この構成の意図は、常に実行されるルーティングステップ(ワークフロー)と、柔軟な対応が求められる応答処理(エージェント)を組み合わせることで、LangGraphによるワークフローの能力を示すことでした。

状態管理 (State)

MessagesStateを拡張し、メール入力 (email_input) と分類決定 (classification_decision) のためのキーを追加しました。

トリアージノード

LLMに受信メールの分類を指示するプロンプト(無視すべきメールの条件、応答すべきメールの条件など)を定義。ここで注目すべきは「構造化出力 (Structured Outputs)」の活用です。Pydanticモデルで出力スキーマ(決定、理由)を定義し、with_structured_outputメソッドでモデルにバインドすることで、LLMの出力を確実にパース可能な形式にしました。トリアージルーター関数は、状態からメールを取得し、LLMに分類させ、その結果に基づいて次の遷移先(応答エージェントまたは終了)と状態更新(メール内容をmessagesキーに格納するなど)を決定します。commandオブジェクトを使用することで、遷移先と状態更新を同時に指定できる利点が紹介されました。

応答エージェントの自作

create_react_agentのような既存の抽象化を使わず、エージェントをゼロから構築しました。

  • システムプロンプト: エージェントの役割(例:エグゼクティブアシスタント)、利用可能なツール(メール作成、会議スケジュール、カレンダー確認、完了)、メール処理の指示などを記述。
  • ツール設定: @toolで定義したツール群をモデルにバインド。ここでは、エージェントに常にツールを呼び出させ、完了時にはdoneツールを呼び出してフローを終了させる設計としている。これは、チャットインターフェースを介さず、Human in the Loopでやり取りするアンビエントエージェントに適したアプローチ。
  • LLM呼び出しノード: プロンプトをフォーマットし、LLMを呼び出し、出力をmessagesに追加。
  • ツール実行ノード: LLMからのツール呼び出しを受け取り、対応するツールを実行し、ツールメッセージをmessagesに追加。
  • 条件付きルーター: doneツールが呼び出されるまでツール呼び出しを繰り返すループを制御。

ルーターとエージェントの結合

定義したトリアージルーターと応答エージェントを、LangGraphのグラフ構成機能を使って一つのワークフローとして結合しました。これにより、トリアージ結果に応じて応答エージェント(サブグラフとして扱われる)が呼び出されるシステムが完成しました。

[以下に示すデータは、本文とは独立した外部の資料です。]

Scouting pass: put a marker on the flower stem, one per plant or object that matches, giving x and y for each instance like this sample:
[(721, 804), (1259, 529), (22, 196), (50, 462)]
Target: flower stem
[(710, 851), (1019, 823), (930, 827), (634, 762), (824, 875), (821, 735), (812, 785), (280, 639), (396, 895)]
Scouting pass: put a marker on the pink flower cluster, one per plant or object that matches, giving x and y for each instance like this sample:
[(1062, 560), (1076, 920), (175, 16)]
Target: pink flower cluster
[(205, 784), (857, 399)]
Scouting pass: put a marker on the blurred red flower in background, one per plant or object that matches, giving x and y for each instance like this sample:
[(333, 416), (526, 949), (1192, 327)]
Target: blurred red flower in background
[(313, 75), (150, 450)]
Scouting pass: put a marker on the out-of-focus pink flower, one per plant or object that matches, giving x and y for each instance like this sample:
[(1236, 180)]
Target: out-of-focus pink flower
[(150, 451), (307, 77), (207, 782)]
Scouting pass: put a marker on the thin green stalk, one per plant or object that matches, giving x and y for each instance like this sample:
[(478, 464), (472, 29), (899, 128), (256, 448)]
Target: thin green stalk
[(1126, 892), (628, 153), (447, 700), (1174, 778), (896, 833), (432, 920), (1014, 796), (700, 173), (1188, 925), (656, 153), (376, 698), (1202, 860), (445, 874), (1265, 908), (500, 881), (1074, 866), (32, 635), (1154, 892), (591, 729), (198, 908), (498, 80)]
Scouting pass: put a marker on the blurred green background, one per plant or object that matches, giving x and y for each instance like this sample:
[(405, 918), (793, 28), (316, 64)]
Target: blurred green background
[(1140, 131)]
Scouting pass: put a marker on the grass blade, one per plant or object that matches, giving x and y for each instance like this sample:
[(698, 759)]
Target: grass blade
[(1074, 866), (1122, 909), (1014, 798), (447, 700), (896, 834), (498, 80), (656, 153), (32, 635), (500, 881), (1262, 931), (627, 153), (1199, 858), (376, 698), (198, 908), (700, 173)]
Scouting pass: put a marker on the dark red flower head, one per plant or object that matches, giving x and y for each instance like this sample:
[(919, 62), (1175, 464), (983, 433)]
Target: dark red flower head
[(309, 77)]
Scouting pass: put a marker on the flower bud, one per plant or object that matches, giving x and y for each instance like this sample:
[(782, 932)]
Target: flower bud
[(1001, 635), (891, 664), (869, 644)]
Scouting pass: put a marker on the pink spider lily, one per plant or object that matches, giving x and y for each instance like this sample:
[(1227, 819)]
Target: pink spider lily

動作テストとLangSmith Studioによるデバッグ

「通知」ケース(システム管理者からのメンテナンスメール)と「応答」ケース(APIドキュメントに関する質問メール)で動作をテスト。LangSmith Studio上で実行し、各ノードの動作や状態遷移、LLMの入出力などを詳細に確認できる様子がデモンストレーションされました。

Q&A

Q: doneツールの役割は何ですか?何もしないように見えますが。

A: doneツール自体は具体的なアクション(メール送信など)を行いませんが、モデルがこのツールを呼び出すことは、システムに対する「完了」のシグナルとなります。このシグナルを条件付きルーターで捉え、エージェントのループを終了させるなど、制御フローを決定するために使用します。ツール呼び出しは、外部APIを叩くだけでなく、エージェント内部のフローを指示するのにも非常に便利なトリックです。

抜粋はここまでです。